Up to £5.3 billion in regional aid funding will run out in 18 months unless the government acts quickly and puts replacement arrangements in place for when the UK leaves the EU.

The Local Government Association (LGA) is calling on the ministers to set out a firm plan to replace the European Structural and Investment Fund (ESIF) 2014-2020 programme when it comes to an end in December next year.  

The ESIF is currently earmarked for local areas to create jobs, support small and medium businesses, deliver skills training, develop rural economies, invest in critical transport and digital infrastructure and boost inclusive growth across the country.

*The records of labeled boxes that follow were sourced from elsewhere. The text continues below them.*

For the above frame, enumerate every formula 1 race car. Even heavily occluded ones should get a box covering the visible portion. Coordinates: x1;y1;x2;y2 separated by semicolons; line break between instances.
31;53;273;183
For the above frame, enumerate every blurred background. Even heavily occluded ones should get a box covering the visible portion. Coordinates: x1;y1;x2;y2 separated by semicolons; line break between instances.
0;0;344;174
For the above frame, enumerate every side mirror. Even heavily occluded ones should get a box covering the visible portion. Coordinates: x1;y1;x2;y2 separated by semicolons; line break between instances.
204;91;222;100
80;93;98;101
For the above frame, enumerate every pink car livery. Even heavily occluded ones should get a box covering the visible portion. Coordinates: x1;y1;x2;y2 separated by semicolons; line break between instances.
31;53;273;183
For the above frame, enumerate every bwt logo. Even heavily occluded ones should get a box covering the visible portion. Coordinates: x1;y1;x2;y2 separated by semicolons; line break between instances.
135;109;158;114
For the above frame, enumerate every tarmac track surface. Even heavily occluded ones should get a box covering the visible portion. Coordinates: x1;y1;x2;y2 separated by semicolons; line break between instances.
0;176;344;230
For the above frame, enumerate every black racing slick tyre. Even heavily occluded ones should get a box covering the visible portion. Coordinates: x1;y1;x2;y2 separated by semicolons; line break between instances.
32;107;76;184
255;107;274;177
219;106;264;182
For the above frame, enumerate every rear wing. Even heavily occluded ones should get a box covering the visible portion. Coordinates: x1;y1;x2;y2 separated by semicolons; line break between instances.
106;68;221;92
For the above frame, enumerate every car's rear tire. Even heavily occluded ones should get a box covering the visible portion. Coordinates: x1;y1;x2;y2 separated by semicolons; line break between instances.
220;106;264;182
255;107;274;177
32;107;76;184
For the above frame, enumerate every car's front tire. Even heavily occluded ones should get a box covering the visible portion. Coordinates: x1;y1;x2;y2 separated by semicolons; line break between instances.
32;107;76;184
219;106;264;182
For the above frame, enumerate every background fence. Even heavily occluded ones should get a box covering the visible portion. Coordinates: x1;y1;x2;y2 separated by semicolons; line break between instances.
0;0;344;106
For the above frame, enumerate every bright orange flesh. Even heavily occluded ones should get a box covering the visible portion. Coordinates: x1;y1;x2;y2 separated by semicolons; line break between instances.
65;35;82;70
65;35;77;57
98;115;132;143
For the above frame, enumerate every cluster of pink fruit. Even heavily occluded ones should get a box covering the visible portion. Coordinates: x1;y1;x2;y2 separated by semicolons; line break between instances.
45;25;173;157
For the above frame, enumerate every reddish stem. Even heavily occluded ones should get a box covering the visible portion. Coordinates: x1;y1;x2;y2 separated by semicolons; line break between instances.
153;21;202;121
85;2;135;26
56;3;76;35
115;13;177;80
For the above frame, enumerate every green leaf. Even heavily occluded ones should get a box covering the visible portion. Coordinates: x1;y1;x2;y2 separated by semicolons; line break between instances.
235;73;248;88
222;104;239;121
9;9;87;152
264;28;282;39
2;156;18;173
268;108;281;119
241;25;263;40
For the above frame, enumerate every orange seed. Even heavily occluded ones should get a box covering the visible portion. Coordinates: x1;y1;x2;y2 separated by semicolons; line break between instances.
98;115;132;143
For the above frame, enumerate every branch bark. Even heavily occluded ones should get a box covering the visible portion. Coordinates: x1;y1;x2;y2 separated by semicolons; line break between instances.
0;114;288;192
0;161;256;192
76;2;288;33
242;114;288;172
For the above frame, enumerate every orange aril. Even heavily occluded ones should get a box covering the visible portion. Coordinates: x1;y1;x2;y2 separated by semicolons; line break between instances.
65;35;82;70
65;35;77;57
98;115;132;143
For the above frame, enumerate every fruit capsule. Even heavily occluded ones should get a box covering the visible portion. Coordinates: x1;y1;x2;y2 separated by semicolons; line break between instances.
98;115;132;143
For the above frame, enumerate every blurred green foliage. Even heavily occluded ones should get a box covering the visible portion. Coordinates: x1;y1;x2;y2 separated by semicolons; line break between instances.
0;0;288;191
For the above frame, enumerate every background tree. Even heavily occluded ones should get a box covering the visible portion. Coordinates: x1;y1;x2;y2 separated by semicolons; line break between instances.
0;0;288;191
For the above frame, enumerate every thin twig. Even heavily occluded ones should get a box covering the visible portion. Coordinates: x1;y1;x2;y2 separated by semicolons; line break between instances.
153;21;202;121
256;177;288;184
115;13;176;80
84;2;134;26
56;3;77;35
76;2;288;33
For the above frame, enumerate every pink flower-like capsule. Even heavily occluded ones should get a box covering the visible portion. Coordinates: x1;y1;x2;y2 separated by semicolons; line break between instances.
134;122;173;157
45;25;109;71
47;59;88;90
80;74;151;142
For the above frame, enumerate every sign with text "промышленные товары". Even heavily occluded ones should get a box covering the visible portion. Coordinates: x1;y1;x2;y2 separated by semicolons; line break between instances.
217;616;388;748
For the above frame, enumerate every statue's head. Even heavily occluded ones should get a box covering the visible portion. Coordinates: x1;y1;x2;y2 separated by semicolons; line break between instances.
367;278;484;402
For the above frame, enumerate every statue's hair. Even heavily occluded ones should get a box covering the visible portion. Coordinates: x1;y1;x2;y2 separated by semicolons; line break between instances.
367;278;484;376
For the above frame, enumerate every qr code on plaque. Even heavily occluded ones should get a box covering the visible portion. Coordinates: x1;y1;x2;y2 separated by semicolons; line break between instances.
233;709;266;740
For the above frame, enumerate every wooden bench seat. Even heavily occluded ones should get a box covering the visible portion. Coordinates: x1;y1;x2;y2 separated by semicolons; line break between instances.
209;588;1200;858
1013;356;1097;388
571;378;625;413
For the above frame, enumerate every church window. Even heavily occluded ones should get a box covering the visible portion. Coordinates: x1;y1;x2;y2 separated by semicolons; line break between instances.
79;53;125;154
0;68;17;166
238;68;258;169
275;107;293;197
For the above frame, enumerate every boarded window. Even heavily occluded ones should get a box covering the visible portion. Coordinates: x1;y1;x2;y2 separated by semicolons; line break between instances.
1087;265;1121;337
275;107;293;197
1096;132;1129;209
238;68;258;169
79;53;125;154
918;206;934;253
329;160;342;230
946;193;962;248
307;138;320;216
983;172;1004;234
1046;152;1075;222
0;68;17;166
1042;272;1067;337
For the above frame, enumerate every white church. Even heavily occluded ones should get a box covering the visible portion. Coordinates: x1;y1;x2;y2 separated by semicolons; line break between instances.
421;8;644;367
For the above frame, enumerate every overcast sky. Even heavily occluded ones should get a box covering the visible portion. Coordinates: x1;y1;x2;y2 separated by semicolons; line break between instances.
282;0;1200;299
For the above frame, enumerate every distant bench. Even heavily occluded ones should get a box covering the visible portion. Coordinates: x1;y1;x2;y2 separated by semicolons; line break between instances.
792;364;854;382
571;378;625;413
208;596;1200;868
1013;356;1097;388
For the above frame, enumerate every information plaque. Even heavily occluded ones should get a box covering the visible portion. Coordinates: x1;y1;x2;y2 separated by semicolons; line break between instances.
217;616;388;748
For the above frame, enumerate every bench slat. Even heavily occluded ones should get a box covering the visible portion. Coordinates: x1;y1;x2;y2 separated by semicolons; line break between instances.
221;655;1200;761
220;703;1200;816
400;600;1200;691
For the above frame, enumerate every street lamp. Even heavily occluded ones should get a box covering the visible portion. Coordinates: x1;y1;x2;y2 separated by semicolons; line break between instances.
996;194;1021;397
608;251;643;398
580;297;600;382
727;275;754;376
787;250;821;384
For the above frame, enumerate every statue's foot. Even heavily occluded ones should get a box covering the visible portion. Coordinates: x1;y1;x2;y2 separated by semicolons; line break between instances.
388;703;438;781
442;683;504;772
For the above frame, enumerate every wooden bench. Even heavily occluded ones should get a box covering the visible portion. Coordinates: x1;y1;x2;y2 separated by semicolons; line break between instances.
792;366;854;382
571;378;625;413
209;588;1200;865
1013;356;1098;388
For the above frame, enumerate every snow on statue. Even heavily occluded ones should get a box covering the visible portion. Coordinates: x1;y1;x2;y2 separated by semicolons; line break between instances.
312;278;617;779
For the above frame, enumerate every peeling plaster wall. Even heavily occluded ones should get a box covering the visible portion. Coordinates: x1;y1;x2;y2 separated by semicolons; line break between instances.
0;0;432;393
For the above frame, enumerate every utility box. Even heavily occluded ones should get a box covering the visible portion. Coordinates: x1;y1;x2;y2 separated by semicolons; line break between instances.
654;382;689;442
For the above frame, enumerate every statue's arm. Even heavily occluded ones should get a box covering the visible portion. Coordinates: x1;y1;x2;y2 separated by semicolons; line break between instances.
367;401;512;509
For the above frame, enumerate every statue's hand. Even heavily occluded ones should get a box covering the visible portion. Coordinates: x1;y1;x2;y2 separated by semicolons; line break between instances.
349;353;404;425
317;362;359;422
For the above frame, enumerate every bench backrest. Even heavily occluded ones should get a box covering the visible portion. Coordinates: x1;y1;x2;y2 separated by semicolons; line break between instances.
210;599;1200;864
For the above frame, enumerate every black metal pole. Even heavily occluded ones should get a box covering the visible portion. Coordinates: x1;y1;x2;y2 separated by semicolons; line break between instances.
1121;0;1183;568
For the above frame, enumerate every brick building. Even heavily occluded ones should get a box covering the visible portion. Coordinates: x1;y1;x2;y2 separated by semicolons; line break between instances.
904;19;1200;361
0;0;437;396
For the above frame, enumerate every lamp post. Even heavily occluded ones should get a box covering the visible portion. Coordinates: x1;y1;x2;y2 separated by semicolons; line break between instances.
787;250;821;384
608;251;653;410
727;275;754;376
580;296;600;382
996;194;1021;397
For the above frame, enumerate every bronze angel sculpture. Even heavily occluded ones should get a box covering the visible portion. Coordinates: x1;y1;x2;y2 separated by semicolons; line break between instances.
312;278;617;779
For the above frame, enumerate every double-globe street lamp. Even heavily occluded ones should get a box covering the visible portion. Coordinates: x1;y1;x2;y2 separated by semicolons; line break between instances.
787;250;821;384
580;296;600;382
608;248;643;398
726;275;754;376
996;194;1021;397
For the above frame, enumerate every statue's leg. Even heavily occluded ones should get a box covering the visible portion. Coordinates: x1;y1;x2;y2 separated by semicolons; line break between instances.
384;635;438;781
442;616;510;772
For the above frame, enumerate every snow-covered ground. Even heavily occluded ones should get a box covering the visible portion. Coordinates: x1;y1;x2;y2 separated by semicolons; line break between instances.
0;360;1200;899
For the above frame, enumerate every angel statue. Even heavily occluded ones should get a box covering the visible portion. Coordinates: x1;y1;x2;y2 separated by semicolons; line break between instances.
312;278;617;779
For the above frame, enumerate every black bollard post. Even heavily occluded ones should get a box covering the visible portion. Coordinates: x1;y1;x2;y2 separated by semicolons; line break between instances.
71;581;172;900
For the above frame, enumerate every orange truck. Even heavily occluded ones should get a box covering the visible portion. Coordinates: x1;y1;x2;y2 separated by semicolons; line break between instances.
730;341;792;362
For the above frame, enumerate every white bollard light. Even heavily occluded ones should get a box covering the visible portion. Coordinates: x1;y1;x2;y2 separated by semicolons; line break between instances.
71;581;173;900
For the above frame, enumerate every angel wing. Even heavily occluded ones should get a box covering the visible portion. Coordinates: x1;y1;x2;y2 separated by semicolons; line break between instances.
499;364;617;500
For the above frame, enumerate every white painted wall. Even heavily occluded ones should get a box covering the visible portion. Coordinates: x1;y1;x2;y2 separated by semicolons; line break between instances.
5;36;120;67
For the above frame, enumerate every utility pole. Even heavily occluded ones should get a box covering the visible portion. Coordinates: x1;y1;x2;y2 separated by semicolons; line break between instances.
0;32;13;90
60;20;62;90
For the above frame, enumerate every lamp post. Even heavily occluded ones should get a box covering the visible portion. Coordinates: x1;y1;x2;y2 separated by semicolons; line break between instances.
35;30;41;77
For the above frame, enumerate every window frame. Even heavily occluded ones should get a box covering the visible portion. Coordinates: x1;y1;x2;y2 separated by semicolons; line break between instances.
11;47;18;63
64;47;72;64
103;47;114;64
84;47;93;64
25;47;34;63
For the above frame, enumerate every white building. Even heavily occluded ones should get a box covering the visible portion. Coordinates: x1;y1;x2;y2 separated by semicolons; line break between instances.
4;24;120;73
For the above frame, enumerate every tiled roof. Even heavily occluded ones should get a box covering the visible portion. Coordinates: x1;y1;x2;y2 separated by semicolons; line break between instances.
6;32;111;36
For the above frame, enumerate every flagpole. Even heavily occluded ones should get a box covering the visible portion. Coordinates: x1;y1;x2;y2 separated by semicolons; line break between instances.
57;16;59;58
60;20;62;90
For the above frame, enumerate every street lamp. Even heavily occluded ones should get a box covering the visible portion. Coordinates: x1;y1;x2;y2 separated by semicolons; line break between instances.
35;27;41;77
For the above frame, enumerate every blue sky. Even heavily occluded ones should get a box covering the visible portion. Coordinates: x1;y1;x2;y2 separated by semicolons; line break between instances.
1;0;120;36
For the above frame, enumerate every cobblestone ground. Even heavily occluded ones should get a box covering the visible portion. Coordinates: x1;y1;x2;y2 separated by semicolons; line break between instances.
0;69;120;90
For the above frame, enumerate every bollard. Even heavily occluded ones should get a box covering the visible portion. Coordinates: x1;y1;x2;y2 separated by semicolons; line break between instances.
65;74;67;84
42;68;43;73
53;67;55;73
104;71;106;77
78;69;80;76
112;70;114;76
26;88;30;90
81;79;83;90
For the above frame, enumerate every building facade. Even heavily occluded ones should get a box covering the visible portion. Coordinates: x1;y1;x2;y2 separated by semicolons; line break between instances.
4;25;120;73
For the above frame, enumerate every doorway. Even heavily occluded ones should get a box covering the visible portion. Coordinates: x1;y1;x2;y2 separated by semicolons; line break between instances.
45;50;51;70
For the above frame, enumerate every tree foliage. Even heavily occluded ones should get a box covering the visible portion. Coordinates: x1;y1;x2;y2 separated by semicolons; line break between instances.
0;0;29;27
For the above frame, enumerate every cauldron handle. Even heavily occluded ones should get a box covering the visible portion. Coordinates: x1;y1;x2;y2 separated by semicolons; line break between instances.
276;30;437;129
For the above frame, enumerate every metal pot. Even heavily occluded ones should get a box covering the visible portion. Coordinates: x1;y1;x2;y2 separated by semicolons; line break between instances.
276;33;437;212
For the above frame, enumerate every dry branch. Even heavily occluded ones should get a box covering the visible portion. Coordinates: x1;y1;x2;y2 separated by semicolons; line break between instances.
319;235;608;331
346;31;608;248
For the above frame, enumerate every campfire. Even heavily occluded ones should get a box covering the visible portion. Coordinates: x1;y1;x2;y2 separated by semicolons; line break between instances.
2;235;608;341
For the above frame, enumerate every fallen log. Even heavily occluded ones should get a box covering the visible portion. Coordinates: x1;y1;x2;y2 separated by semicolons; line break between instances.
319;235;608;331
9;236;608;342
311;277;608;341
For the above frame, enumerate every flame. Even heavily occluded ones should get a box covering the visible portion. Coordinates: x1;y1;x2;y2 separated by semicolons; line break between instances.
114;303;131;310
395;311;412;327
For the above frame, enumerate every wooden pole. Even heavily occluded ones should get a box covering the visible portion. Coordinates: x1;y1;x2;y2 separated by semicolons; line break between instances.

The LGA says the investment acts as match funding to get vital local projects off the ground. With severe cuts in national funding, ESIF funding is a lifeline for local areas to make the investments that really make a difference to people and communities.  

In July 2018, the government announced that it would consult on its domestic replacement, the UK Shared Prosperity Fund (UKSPF), by the end of that year – but this has still not happened. 

The LGA says that continuing delays and uncertainty on the detail of UKSPF is a huge concern for councils and communities that are set to face a £5.3 billion funding gap once the UK leaves the ESIF programme.

“The clock is ticking for the government to set out a firm plan to replace this funding into the next decade and beyond,” said LGA Brexit Taskforce chairman Kevin Bentley. “Brexit cannot leave local areas facing huge financial uncertainty as a result of lost regional aid funding.”